The patient's clinical symptoms are suggestive of hydrocephalus and the CT scan confirms this diagnosis. Retraction injury of the cerebellum during surgery can cause delayed swelling, which is very similar to the process of an ischemic stroke. The swelling may take a few days before it causes significant compression of the fourth ventricle, thereby causing an obstructive hydrocephalus. Posterior fossa surgery very often involves cerebellar retraction and, in certain approaches, involves sacrifice of some cerebellar veins.²⁶ The resulting edema can be significant enough to cause obstruction at the level of the fourth ventricle, leading to hydrocephalus as was seen in this case. Untreated hydrocephalus will progress to herniation and death, and so identification of this situation constitutes a clinical emergency.

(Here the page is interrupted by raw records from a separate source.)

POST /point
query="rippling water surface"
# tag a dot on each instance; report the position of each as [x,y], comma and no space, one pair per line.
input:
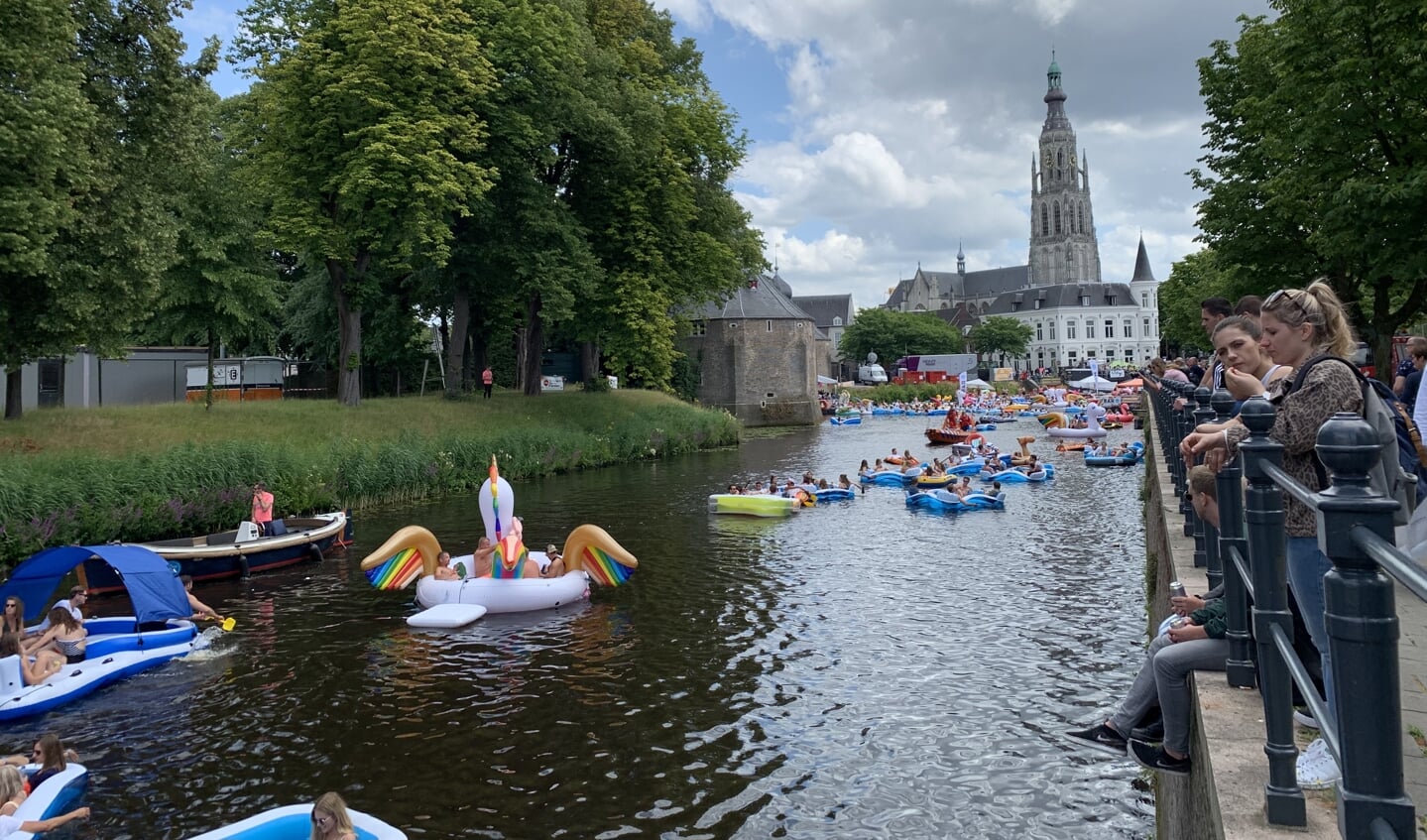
[855,670]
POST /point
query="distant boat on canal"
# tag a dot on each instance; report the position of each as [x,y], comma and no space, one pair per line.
[236,552]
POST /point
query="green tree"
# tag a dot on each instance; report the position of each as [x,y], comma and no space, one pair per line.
[223,287]
[1000,334]
[1317,156]
[892,335]
[368,143]
[43,166]
[1192,280]
[106,88]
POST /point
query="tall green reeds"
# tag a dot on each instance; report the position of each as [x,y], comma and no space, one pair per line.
[71,488]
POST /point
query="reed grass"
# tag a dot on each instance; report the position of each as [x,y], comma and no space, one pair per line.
[163,471]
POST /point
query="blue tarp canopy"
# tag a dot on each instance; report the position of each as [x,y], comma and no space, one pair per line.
[152,585]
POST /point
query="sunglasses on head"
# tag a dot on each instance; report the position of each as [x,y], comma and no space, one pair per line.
[1284,294]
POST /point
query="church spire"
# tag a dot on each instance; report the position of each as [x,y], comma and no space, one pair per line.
[1055,97]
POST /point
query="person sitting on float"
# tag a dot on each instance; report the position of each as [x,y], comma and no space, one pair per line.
[555,568]
[444,570]
[46,661]
[64,637]
[200,609]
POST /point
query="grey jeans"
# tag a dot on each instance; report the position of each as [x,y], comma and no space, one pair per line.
[1163,680]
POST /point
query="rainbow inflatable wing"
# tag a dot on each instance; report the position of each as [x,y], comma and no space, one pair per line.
[407,555]
[591,549]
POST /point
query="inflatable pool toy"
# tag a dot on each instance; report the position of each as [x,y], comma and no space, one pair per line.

This patient should be immediately transferred to the NICU for placement of an EVD. Beyond the lifesaving intervention of the EVD, it is also recommended to increase the patient's Decadron dosage to help combat postoperative edema; hypertonic saline is also an additional option (as is mannitol), with a goal sodium level greater than 140 (or serum osmolality greater than 320 in the case of mannitol). In this case, the patient's Decadron was increased from 6 mg orally every 6 hours to 10 mg orally every 6 hours, and 2% hypertonic saline was begun at an infusion of 75 mL per hour. Following EVD placement, the patient's level of arousal improved significantly. The EVD was maintained at 20 cm H₂O above the EAM for 2 to 3 days while the patient was weaned back to a Decadron dose of 6 mg every 6 hours and transitioned from 2% hypertonic saline to normal saline. The specific weaning parameters were the same as those utilized in an earlier case presented above. When a follow-up noncontrast head CT demonstrated adequate resolution of the cerebellar swelling and a patent fourth ventricle (Figure 8-17), the EVD was removed and the patient was considered ready for transfer to the floor. Since the EVD was kept at a high level above the EAM, weaning was not considered necessary in this case.

It is critical that the neurointensivist maintain awareness of postoperative tumor patients who have undergone approaches to the posterior fossa and the possibility of retraction injury giving rise to obstructive hydrocephalus. Although this complication may take days to unfold, more severe types of this injury and instances where a major stroke is induced may lead to earlier onset of hydrocephalus and its associated symptoms. Again, the threshold for a noncontrast head CT should be low, and the use of corticosteroids and hypertonic agents represent the key elements in the neurointensivist's armamentarium.